I mean, obviously chop-shops, besides beeing morally lackluster, are not a thing in starfinder
When did recycling become evil?
THe day you decided to recycle (and possibly murder) intelligent beeings
The assumption is that you murdered them either way, as adventurers (colloquially known as murderhobos for a good reason) often do.

Are you equally as annoyed that the system probably doesn't include values for second-hand lungs and hearts? After all, most of the same settings that have chop shops have organlegging.


Seisho wrote:
Voss wrote:
Seisho wrote:

I wonder why you are arguing so much about it here

I mean, obviously chop-shops, besides beeing morally lackluster, are not a thing in starfinder
When did recycling become evil?
THe day you decided to recycle (and possibly murder) intelligent beeings

Organ and body part theft is a very real and very horrifying thing.

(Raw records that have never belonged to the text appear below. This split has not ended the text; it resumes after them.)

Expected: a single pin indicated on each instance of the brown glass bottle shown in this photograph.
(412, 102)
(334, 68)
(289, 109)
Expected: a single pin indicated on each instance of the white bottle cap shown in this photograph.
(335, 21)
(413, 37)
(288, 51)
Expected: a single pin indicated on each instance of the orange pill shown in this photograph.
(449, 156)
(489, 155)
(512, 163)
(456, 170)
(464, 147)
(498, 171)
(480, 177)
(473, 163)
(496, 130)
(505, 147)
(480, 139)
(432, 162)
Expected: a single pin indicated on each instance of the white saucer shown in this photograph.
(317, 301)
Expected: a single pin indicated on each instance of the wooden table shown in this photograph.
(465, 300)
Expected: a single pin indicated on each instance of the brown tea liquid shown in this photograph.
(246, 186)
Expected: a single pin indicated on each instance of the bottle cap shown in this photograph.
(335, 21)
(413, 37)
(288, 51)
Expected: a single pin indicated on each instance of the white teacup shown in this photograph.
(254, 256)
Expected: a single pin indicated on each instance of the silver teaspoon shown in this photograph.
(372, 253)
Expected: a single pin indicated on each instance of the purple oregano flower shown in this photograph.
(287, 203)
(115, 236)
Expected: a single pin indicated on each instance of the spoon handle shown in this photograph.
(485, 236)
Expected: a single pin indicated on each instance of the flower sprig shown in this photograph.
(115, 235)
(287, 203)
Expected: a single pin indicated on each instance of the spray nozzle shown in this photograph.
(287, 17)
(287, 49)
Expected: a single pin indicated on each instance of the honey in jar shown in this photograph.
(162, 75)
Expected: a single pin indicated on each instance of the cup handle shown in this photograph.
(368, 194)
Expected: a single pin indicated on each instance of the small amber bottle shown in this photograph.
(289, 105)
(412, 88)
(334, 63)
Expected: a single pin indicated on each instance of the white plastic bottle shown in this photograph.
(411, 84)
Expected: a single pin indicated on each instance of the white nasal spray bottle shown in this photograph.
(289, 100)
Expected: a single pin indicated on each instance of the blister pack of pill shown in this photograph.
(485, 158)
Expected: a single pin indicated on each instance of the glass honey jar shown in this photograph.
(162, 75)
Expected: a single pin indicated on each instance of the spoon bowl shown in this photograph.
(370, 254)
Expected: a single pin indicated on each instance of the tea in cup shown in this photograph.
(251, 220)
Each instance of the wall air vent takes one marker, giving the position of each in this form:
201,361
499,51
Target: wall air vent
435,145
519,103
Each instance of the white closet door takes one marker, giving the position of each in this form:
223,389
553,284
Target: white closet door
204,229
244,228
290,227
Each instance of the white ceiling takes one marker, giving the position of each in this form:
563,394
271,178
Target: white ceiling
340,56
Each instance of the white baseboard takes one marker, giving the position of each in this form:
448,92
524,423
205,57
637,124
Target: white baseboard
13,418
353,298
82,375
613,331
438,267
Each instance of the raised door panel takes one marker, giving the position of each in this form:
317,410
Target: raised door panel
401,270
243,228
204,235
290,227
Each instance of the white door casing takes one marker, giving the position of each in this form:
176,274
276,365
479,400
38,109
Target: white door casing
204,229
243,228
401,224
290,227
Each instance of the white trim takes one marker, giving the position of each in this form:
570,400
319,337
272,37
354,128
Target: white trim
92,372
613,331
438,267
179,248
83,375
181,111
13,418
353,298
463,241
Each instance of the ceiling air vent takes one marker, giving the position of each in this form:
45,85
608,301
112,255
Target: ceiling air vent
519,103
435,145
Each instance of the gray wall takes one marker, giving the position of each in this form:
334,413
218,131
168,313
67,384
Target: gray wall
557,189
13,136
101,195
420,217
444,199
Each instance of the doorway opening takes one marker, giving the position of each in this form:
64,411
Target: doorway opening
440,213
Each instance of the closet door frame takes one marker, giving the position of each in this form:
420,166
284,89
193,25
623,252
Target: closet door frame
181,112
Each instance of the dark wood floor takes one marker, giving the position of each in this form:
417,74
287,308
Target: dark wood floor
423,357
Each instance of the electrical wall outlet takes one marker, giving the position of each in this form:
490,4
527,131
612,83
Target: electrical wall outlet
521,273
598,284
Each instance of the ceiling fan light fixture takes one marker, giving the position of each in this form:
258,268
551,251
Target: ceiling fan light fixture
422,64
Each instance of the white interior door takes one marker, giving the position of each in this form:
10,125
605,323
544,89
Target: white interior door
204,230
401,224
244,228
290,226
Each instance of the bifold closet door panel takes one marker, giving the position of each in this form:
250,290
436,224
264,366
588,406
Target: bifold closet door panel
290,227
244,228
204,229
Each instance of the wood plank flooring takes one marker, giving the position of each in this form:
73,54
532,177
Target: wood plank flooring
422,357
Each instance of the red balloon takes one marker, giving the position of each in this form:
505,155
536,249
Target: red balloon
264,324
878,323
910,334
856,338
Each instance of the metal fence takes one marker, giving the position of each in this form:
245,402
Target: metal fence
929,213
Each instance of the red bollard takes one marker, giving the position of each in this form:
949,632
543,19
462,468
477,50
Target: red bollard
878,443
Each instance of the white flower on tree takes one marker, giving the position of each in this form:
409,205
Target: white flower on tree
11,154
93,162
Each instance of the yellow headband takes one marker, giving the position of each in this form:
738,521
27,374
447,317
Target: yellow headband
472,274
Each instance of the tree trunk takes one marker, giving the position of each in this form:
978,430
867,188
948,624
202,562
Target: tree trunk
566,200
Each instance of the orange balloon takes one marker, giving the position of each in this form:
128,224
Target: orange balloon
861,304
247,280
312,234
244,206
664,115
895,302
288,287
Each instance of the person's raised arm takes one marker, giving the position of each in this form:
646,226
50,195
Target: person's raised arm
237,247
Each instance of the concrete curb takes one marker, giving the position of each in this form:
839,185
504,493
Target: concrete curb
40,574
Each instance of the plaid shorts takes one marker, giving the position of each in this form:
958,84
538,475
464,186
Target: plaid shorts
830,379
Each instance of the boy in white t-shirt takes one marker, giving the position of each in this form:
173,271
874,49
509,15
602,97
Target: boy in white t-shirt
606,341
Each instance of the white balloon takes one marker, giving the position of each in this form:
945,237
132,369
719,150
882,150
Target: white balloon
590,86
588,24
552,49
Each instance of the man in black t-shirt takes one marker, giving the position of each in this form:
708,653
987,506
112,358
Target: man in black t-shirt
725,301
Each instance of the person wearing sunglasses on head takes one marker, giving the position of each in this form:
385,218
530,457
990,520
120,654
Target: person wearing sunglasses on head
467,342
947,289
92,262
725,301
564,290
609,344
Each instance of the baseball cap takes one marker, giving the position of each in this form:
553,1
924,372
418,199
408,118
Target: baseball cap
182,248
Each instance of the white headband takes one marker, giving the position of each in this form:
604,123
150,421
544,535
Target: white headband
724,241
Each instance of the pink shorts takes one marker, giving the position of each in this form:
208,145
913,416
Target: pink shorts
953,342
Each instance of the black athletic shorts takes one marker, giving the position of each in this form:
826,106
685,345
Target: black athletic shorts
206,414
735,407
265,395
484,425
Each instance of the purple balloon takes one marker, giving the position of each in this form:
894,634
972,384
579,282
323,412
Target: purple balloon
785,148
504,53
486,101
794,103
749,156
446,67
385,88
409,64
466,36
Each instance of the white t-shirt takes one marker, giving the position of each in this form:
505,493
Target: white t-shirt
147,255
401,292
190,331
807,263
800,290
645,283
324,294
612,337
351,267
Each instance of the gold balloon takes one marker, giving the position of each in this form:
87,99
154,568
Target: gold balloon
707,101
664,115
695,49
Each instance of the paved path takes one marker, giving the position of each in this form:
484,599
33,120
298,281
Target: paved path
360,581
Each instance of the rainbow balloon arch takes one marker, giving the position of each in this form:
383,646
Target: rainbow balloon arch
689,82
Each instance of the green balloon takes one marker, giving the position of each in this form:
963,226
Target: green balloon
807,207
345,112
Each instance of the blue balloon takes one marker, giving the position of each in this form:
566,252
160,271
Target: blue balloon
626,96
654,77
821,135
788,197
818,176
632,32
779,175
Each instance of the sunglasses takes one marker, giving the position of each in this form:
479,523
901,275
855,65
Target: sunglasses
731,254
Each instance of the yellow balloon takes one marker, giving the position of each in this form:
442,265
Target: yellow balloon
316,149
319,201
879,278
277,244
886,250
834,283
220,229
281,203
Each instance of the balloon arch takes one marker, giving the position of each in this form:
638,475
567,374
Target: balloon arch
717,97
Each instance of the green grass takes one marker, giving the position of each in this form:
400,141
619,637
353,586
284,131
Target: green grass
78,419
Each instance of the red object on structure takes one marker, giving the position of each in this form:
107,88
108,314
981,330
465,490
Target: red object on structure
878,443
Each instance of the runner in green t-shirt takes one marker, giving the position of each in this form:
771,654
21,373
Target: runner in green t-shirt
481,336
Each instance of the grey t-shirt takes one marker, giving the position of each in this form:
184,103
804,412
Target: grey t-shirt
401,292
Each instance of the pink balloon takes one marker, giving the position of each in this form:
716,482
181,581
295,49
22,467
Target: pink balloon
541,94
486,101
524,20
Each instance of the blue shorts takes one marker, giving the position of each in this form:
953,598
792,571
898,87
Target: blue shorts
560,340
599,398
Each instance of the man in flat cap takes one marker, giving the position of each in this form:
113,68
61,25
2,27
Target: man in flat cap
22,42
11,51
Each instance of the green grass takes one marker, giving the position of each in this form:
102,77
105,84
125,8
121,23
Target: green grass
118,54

That said, this is a game where routine robbing of the dead and ancient tombs for profit is common place. Actually, it's expected. There is even a series of feats (Harvest Parts) based around the very concept of hacking apart your opponents for statical bonuses that aren't even aligned. And lets not even begin on the concept of killing on a regular basis and how this game literally dedicates 70% of its content on the subject.

While plenty of Sci-Fi stories maturely approach the topic of such things on a regular basis with the intention of deducing exactly what the moral ramifications of a cybernetic humanity might be and the multitude of potential moral quandaries that exist within, I have to ask if that's really necessary in a game where other horrible morally questionable actions take place with regularity, while seemingly maintaining a good alignment doing so.

Either you brush it off and ignore it, or accept that you're not playing the good guys and go for a gritter, harsher setting as a result. Or, I don't know, burn your enemies gear and forgo WBL on moral grounds?